- Born: Carol Judith Besen 1955 (age 70–71) Melbourne, Victoria, Australia
- Education: Steiner School, Elwood; Mount Scopus Memorial College;
- Alma mater: Monash University
- Board member of: Reserve Bank of Australia
- Parents: Marc Besen (father); Eva Besen (mother);
- Relatives: Naomi Milgrom (sister); John Gandel (uncle);

= Carol Schwartz (businesswoman) =

Australian business executive and philanthropist

Carol Judith Schwartz (born 1955) is an Australian business executive, community leader and philanthropist.

== Early life and education ==
Born Carol Judith Besen in Melbourne in 1955, Schwartz is the daughter of Eva and Marc Besen, of the fashion retailer Sussan. She was educated at a Jewish Steiner school in Elwood and then completed her secondary education at Mount Scopus Memorial College. She graduated from Monash University with an arts/law degree.

== Career ==
Schwartz began work in the property division of the family business, developing shopping centres in Melbourne and Sydney. She understood the importance of seeking involvement by the community during the planning stages of shopping centres but also during their lifetime.

She was appointed a board member of the Property Council of Victoria in 1993 and was elected president the following year.
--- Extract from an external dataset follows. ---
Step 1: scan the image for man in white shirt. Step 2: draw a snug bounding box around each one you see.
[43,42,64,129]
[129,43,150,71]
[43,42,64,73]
The first woman in the role, Schwartz made it easier for women to participate by, for example, moving lunch meetings from male-only venues.

Schwartz is a director of the Trawalla Group and chair of the Trawalla Foundation. She is chair of Our Community, a not-for-profit organisation that assists community groups to win grants.

Schwartz began a ten-year term on the board of the Reserve Bank of Australia in 2017.

== Awards and recognition ==
Schwartz was awarded the Centenary Medal in 2001. She was appointed as a Member of the Order of Australia in the 2006 Australia Day Honours and was promoted to Officer in the 2019 Queen's Birthday Honours for "distinguished service to the community as a supporter of women in leadership roles, to social justice advocacy, and to business".

Schwartz was inducted into the Victorian Honour Roll of Women in 2011. After receiving a Monash University Fellowship in 2010, she was presented with an honorary doctorate by her alma mater, Monash University, in May 2018. In November 2020 Schwartz received the Leading Philanthropist award in recognition of her support for the University of Melbourne's Pathways to Politics Program for Women.